Once in a while a book finds its way into your life and you wonder how you existed without it. When I received Carver, a collection of short-stories and essays written by 20th century American writer Raymond Carver, I discovered compelling, insightful and provocative writing.

Carver’s trademark is his writing style known as “dirty realism” (originating in the U.S. in the 1980s) and “minimalist.” His style displays sentences stripped down with great attention to detail, surface descriptions, and chilling but honest character dialogue. This is aptly illustrated in the opening line of his short story “Viewfinder”:

“A man without hands came to the door to sell me a photograph of my house.” Then the photographer says, “I might use your toilet.” Carver details how the trip to the toilet becomes a major problem for a man with only hooks for hands.

The reader is drawn into the seamy and mundane lives of ordinary people. His stories hold the reader in a vise, forcing the reader not to divert his or her eyes away from people’s sadness and despair.
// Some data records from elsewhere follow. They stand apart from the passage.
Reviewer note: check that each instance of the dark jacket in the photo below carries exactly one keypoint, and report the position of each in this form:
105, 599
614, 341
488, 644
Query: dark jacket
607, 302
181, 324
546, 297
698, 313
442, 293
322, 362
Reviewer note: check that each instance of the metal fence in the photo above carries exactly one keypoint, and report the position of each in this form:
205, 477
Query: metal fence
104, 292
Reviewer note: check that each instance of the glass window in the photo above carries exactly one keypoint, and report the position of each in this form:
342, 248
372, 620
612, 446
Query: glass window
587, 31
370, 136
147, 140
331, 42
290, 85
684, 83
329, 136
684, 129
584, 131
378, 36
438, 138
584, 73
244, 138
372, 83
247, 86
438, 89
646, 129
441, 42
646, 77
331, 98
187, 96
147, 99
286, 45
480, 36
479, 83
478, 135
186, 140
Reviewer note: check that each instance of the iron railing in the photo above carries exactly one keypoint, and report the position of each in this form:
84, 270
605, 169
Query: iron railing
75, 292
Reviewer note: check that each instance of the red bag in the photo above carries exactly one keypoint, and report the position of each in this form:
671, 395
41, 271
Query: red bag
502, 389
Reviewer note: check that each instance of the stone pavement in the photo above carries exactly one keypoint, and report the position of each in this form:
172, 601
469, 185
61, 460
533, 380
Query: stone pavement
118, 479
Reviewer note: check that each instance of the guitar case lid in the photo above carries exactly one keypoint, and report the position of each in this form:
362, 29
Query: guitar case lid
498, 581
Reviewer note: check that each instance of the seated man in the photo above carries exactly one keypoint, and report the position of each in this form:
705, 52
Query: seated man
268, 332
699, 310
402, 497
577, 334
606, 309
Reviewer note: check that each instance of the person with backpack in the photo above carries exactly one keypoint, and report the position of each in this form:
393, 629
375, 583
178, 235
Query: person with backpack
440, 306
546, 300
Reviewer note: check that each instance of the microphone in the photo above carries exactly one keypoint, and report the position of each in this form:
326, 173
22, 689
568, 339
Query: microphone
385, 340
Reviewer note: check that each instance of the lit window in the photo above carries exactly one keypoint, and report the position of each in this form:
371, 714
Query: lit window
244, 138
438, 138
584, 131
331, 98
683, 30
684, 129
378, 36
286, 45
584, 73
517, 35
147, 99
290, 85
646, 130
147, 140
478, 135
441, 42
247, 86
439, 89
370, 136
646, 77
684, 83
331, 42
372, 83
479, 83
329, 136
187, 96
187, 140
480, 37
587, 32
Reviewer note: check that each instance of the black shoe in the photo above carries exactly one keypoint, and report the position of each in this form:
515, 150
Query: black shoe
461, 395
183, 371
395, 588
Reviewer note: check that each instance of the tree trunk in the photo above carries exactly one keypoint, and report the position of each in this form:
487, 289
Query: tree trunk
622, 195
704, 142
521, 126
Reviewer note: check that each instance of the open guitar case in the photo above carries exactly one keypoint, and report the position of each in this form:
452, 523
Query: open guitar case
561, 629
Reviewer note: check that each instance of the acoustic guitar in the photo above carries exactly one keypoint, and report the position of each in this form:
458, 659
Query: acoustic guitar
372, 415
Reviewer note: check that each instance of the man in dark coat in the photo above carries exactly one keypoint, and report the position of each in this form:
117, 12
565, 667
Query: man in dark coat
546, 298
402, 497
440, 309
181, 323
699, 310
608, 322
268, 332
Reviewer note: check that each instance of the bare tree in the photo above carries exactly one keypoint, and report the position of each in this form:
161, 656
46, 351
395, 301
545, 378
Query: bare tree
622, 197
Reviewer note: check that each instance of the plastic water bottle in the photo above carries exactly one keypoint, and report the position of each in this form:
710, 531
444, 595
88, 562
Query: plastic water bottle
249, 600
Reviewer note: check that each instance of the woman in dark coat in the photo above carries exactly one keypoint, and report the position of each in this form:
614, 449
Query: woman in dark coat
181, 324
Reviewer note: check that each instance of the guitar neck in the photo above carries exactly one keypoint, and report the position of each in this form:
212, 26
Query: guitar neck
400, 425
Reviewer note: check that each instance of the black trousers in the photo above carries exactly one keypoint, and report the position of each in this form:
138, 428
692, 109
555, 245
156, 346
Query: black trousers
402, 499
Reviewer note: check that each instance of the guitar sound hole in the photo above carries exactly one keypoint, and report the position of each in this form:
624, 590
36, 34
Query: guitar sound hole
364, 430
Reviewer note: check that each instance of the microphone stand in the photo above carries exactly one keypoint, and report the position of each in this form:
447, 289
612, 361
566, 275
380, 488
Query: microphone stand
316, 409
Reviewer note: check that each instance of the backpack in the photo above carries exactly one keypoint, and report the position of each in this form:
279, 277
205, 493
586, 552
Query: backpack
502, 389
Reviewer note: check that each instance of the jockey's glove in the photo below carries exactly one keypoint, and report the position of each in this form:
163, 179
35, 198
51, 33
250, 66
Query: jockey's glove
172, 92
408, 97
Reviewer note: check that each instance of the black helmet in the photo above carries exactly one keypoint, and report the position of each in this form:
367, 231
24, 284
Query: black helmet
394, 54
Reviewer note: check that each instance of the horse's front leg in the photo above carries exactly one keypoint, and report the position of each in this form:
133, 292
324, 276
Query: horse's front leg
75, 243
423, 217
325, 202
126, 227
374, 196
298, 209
In his short story “Why Don’t You Dance” a young couple stops at a yard sale where the furniture is propped on the lawn like a movie set— electricity even runs to the lamp on the table next to the bed. The owner engages the couple in conversation, offers them drinks, reveals his miserable life, turns on music and encourages the couple to dance. Neighbors watch as the couple lie on the bed and then darkness comes.

In “Beginners” two married couples discuss “love” as they drink gin throughout the afternoon. Like Russian nesting dolls, stories within stories about “love” are revealed. The room fills with tension and depression with a dramatic backdrop, a setting sun.

In addition to the short stories and essays, this compilation includes for the first time Carver’s original manuscript, What We Talk About When We Talk about Love, as well as the edited version. Carver, so committed to his style, opposed the revised manuscript and requested the revised book not be published.

Carver, edited by William L. Stull and Maureen P. Carroll for The Library of America, makes a significant contribution to the literary world. It puts Carver alongside Anton Chekhov, among the most notable of short-story writers.